En sus obras de terracota posteriores, a menudo despojadas de esmaltes y decoraciones, Fontana dejaba intencionadamente huellas visibles de manipulación: huellas dactilares, torceduras e incisiones. Este énfasis en el gesto manual y la materialidad en bruto era coherente con su rechazo a la técnica y a la cerámica percibida como frágil o kitsch. Fontana buscaba más bien desarrollar la condición original de la humanidad, invocando los gestos de nuestros antepasados prehistóricos guiados por el poder sugestivo del ritmo. La cerámica, con su necesidad de moldear, era el vehículo perfecto para registrar la energía del gesto en el momento.
El genio de Fontana también se distinguió en su constante y fructífera integración con el mundo de la arquitectura y el diseño, elevando la cerámica de puro objeto de arte a componente esencial del tejido urbano y del mobiliario moderno.
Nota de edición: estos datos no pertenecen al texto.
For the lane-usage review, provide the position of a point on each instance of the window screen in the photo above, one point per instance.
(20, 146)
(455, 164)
Desde la década de 1930, Fontana colaboró con figuras clave como Luciano Baldessari, Luigi Figini y Gino Pollini. Tras la Segunda Guerra Mundial, Fontana participó activamente en la reconstrucción de Milán, periodo en el que la cerámica se convirtió en el material preferido, y creó instalaciones permanentes para edificios públicos y privados en colaboración con arquitectos como Marco Zanuso y Roberto Menghi: destacan los frisos de gres de la fachada de Via Senato (1947) y el bajorrelieve Battaglia (1948) en cerámica policromada y fluorescente para el Cinema Arlecchino.
Como producto semi-industrial, la cerámica demostró ser un complemento ideal para el modernismo. Además de las piezas instaladas in situ y de los frisos (como los de las barandillas de Via Lanzone), Fontana se dedicó al diseño en serie: colaboró con la empresa Gabbianelli en la producción de tiradores de cerámica policromada y, en un importante proyecto con Roberto Menghi para Fontana Arte, realizó pedestales escultóricos de gres porcelánico para mesas con tableros de cristal. Estas obras le consagraron como artista capaz de conciliar la autoridad del gesto artístico con los requisitos funcionales y de producción en serie, adhiriéndose a la visión de Gio Ponti de que el arte no era “puro ni aplicado”, sino simplemente “arte donde lo hay”.
Advertencia: la traducción al español del artículo original en italiano se ha realizado mediante herramientas automáticas. Nos comprometemos a revisar todos los artículos, pero no garantizamos la ausencia total de imprecisiones en la traducción debidas al programa. Puede encontrar el original haciendo clic en el botón ITA. Si encuentra algún error, por favor contáctenos.